On Mon, Aug 31, 2009 at 2:36 PM, Tab Atkins Jr.<jackalmage at gmail.com> wrote:
> Outlawing persistent storage in HTML5 as a privacy mechanism does
> *nothing* for privacy. There are numerous methods, Flash LocalStorage
> in particular, that can and will be used to achieve what we developers
> want. These methods will be *harder* for the end-user to monitor and
> control, and result in privacy violations being *easier*.

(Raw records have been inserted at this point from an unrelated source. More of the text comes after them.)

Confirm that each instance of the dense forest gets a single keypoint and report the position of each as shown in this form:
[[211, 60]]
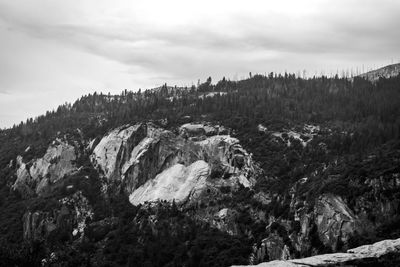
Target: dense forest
[[359, 121]]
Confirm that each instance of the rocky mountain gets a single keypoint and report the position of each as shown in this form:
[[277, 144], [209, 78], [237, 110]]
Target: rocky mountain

> What you see as a reasonable step to protect privacy, we see as an
> admonition that we'd better get used to Flash, because it's here to
I don't think that the ones using Flash LocalStorage to track users
will ever switch to a standards-based solution. Anything implemented
by the browser vendors will allow users to easily clear it, which
defeats their goal. What HTML 5 needs to do is supplant Flash's
*site-critical* functions. If Flash is relegated to only things like
tracking methods, it would be feasible for it to just not be
installed, and users wouldn't care. Do site-critical Flash apps
(i.e., ones where the user would say the site is broken if they didn't
work) often rely heavily on localStorage persistence?